To all,
I'm trying to pre-set a ticket owner based on the value of an incoming
CF that is set during ticket creation. What I have is this
Condition: On Create
Action: User-Defined
Template: Blank
Stage: TransactionBatch
Custom Action Prep Code:
my $ticket = $self->TicketObj;
return unless ($ticket->OwnerObj->Name() eq ‘Nobody’ );
Custom Action Cleanup Code:
set up variables
my $trans = $self->TransactionObj;
my $ticket = $self->TicketObj;
my $org = $ticket->FirstCustomFieldValue(‘CF Name’)

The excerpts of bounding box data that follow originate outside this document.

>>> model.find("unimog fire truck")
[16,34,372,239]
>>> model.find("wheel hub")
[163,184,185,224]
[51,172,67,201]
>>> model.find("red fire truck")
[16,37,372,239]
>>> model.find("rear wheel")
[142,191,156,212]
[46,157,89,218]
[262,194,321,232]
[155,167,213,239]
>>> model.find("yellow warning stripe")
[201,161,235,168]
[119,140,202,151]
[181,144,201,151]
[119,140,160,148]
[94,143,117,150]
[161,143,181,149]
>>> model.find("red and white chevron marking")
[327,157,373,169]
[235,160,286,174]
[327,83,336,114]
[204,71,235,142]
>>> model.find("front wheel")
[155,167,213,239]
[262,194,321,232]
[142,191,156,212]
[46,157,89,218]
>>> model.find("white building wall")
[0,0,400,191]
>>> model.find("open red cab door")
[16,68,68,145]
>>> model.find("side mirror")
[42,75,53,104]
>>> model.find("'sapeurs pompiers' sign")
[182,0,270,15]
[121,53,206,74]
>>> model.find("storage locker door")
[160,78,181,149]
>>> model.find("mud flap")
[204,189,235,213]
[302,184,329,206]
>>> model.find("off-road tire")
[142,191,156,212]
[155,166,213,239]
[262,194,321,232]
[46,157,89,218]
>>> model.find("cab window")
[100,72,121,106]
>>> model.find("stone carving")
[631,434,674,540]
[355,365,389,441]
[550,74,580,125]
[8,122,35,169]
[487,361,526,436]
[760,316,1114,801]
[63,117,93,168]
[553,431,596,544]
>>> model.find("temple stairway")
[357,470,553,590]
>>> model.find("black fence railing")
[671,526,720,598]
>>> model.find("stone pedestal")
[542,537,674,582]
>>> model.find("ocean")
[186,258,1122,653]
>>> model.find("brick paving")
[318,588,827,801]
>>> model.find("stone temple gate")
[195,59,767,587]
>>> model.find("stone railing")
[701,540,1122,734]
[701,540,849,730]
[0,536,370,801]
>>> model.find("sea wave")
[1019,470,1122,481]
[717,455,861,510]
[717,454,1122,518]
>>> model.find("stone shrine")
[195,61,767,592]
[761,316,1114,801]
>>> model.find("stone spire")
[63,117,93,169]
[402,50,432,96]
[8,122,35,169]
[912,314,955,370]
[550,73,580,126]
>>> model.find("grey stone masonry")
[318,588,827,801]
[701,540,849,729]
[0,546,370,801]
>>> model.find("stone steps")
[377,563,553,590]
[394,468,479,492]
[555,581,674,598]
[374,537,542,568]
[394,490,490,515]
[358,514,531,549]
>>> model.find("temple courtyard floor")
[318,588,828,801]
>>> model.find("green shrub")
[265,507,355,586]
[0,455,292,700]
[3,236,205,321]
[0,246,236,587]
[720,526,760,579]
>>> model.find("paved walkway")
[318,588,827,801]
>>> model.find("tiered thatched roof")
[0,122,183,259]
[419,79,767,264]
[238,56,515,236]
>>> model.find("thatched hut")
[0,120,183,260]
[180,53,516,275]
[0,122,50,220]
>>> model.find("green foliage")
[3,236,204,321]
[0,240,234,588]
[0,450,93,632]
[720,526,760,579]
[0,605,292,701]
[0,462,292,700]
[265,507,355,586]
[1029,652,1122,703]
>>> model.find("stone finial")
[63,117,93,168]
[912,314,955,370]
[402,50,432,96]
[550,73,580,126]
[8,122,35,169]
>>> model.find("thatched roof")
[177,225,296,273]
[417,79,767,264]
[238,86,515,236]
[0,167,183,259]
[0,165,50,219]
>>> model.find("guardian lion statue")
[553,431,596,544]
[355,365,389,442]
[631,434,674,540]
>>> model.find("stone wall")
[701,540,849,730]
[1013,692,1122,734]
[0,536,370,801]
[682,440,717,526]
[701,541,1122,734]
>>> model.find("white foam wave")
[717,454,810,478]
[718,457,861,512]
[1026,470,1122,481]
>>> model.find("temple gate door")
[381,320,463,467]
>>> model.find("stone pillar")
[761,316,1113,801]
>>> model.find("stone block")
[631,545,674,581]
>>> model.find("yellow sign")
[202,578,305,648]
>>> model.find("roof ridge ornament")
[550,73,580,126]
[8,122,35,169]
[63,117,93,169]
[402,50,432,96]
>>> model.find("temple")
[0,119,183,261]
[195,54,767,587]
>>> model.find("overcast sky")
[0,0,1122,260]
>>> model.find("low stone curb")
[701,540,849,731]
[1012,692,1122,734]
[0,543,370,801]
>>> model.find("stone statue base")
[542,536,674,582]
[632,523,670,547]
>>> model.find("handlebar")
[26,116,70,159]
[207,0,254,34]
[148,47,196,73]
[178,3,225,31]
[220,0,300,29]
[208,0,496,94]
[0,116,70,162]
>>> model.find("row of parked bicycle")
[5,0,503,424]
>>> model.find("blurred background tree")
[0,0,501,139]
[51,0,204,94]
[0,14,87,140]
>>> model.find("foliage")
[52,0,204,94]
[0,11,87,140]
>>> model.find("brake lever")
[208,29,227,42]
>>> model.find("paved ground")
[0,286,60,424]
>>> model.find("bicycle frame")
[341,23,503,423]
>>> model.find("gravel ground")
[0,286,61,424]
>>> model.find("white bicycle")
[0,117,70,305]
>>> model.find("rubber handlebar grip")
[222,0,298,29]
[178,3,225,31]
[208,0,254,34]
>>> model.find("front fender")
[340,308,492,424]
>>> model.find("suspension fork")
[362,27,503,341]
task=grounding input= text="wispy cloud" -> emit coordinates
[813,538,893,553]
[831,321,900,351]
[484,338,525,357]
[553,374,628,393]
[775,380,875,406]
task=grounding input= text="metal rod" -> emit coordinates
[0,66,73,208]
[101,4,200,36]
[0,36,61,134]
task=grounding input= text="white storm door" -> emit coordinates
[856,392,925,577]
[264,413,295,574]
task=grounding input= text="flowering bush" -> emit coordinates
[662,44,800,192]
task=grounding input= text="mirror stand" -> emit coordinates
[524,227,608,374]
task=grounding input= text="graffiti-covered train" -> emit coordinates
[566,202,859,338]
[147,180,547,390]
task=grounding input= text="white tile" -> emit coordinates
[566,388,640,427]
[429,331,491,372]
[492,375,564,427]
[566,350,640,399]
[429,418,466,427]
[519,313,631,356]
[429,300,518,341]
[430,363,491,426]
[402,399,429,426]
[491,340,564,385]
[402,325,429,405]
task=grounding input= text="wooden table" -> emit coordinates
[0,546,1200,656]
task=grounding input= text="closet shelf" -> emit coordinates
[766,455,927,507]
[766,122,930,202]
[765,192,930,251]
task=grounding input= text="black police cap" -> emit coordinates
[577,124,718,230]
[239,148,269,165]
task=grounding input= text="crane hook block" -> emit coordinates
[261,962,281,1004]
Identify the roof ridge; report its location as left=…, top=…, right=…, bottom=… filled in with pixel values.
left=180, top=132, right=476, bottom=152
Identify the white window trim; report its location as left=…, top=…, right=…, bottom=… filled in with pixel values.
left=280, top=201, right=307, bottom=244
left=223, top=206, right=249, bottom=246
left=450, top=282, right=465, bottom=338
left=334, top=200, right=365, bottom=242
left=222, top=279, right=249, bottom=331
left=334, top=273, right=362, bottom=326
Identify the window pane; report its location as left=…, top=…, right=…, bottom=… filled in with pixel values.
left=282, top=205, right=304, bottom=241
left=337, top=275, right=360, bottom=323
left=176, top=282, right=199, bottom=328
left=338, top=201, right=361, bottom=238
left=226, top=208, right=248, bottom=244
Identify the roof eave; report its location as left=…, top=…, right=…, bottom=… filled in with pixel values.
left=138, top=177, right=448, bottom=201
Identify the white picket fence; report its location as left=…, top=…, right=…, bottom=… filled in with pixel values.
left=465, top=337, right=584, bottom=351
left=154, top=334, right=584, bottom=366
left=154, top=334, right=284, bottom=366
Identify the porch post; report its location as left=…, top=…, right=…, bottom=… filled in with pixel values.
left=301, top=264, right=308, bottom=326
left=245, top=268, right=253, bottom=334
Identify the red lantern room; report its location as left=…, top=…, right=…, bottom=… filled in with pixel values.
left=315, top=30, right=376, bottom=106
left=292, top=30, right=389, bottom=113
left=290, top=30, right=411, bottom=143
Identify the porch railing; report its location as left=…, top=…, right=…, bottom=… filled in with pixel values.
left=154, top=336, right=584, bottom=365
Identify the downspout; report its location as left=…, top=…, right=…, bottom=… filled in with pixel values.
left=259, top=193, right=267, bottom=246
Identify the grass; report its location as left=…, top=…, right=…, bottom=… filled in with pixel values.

condition setting owner ID on value of CF CF Name
if ($org = ‘XXX’)
{
$ticket->SetOwner->Name(‘Persons User Name1’, ‘Force’);
}
elseif ($org = ‘XY XY’)
{
$ticket->SetOwner->Name(‘Persons User Name2’, ‘Force’);
}
return 1;
The ticket owner is not being set. The ticket is created and all other
fields, including the CF, are being created.
Any ideas? Thanks.
Kenn
LBNL
Kenn,
Custom Action Prep Code:
my $ticket = $self->TicketObj;
return unless ($ticket->OwnerObj->Name() eq ‘Nobody’ );
You’ll need to return 1 if you want to continue to action cleanup, 0
otherwise.
Custom Action Cleanup Code:
$ticket->SetOwner->Name('Persons User Name1', 'Force');
I think this should work:
$ticket->SetOwner (‘Persons User Name1’, ‘Force’);
Steve
Stephen Turner
Senior Programmer/Analyst - SAIS
MIT IS&T
[forwarding to list]
Stephen,
I thought that "return unless" defaulted to "return 1 unless", but I
changed it anyway.
I tried your "set" code and that didn't work. Any other ideas?
Kenn
LBNLOn 10/27/2008 12:44 PM, Stephen Turner wrote:
Kenn,
On Mon, 27 Oct 2008 15:35:40 -0400, Kenneth Crocker KFCrocker@lbl.gov wrote:
Custom Action Prep Code:
my $ticket = $self->TicketObj;
return unless ($ticket->OwnerObj->Name() eq ‘Nobody’ );
You’ll need to return 1 if you want to continue to action cleanup, 0
otherwise.
Custom Action Cleanup Code:
$ticket->SetOwner->Name('Persons User Name1', 'Force');
I think this should work:
$ticket->SetOwner (‘Persons User Name1’, ‘Force’);
Steve
Hi!
I thought that "return unless" defaulted to "return 1 unless", but I
changed it anyway.
If you don’t define a value, it is undefined. There is a special value
named ‘undef’ in Perl just for that. It evaluates to zero on numeric
comparison, and false on boolean.
I tried your "set" code and that didn't work. Any other ideas?
if ($org = ‘XXX’)
You probably want to compare two strings with “$org eq ‘XXX’” rather
than set $org’s value to ‘XXX’, which is what “=” does.